ATC and PDTC are rare populations, but clinically significant due to the fact that they account for the majority of thyroid malignancy deaths (27). Moreover, the clinicopathologic boundaries separating ATC from PCTC are difficult to define in clinical practice (28). Therefore, an in-depth comparison and characterization is needed. The significance of summarizing the demographic and clinical characteristics of the most lethal population of thyroid cancer is key to the early diagnosis of such patients (28). The PDTC/ATC patients selected in our study generally presented at an older age (median age 67, PDTC median age 61, ATC median age 71) and with a higher male-to-female ratio (3:2, so as in PDTC and ATC separately), which is similar to previous reports (16, 27, 29). Older age and male gender were found to be adverse prognostic factors for OS in our analysis, which is also in accordance with former studies (16, 29, 30), and their presence in PDTC/ATC patients may indicate more aggressive biological behavior. Furthermore, more aggressive than PDTC, ATC presents with a larger size, more invasive extrathyroidal extension, more frequent AJCC M1 stage, and a dominantly higher cancer-specific death rate, as described in previous studies (15, 31).

Since the SEER program designed these two variables, “Grade (thru 2017)” and “AYA site recode 2020 Revision” (32, 33), we were able to define a cohort of PDTC (poorly differentiated, grade III) and ATC (undifferentiated, grade IV) patients and capture pathological diagnostic features shown in Figure 2. While we cannot redefine disease entities solely based on basic histological characteristics due to the lack of pathological imaging data, it is critical to highlight the significance of high mitotic activity, tumor necrosis, and specific cytoarchitectural features in distinguishing disease entities. The criteria set by the Memorial Sloan Kettering Cancer Center (MSKCC) (34), which were introduced a year prior to the Turin proposal, include identifying patients who may benefit from aggressive treatments due to a higher risk of distant metastasis, which is predominantly seen in RAS-driven PDTC (35).

The tree map supports the fact that the true histogenesis of PDTC (3, 36) and ATC (7, 37) is highly complex and hard to classify. For instance, the concept of high-grade differentiated thyroid cancer (HG-DTC), characterized by the cytoarchitectural features of well-differentiated thyroid carcinoma, such as papillary structures, but with increased mitotic activity and/or tumor necrosis may fall into the category of the PTC in Figure 2 (38). In fact, most thyroid sarcoma-like tumors are probably anaplastic carcinomas. Small cell types reported in the past were probably lymphoma or variants of medullary or insular carcinoma or unidentifiable, as shown in our study and previous reports (7, 36). In addition, squamous cell carcinoma of the thyroid is now considered a morphologic pattern/subtype of ATC, according to the 5th edition of the Classification of Endocrine and Neuroendocrine Tumors released by the World Health Organization (38).
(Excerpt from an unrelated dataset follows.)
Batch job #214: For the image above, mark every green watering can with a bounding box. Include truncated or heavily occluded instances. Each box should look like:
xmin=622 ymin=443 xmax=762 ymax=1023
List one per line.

To our knowledge, this is the first report of death attribution regarding thyroid cancer. The primary causes of death in the PDTC/ATC population are due to thyroid cancer, as one can expect, followed by miscellaneous tumors, lower respiratory system disease (compounding lung and bronchus, chronic obstructive pulmonary disease, and pneumonia and influenza together), and heart disease (Figure 3). The interpretation of the common causes of death can be insightful. For one thing, ventilatory and sputum excretion disorders may result from trachea compression caused by a rapidly growing neck mass, thereby raising pulmonary disease susceptibility. For another, airway obstruction may lead to severe hypoxia and respiratory distress syndrome that eventually result in pulmonary and cardiac failure. In addition, miscellaneous tumors are also a major contributing factor to death, which cannot be ignored. As the SEER program database did not specifically define the terminology “miscellaneous tumor” here, we cited from elsewhere (39) that cancers of unknown primary site, Kaposi sarcoma, neuroblastoma, neuroendocrine tumors, paraganglioma, metastatic cancers, thymoma, etc., may outline this concept for convenience of understanding. In brief, the “miscellaneous” group of PDTC/ATC patents died of a subsequent primary cancer (SPC). There is some evidence that higher-risk SPCs among survivors may be related to genetic factors as well as treatment exposures, but most of the greater excess risk is likely to be caused by host factors (such as aging and compromised immunity) (40, 41). With this in mind, an antiproliferation therapy combining immunotherapy for PDTC/ATC may be encouraged, which is supported by a German clinical study (42).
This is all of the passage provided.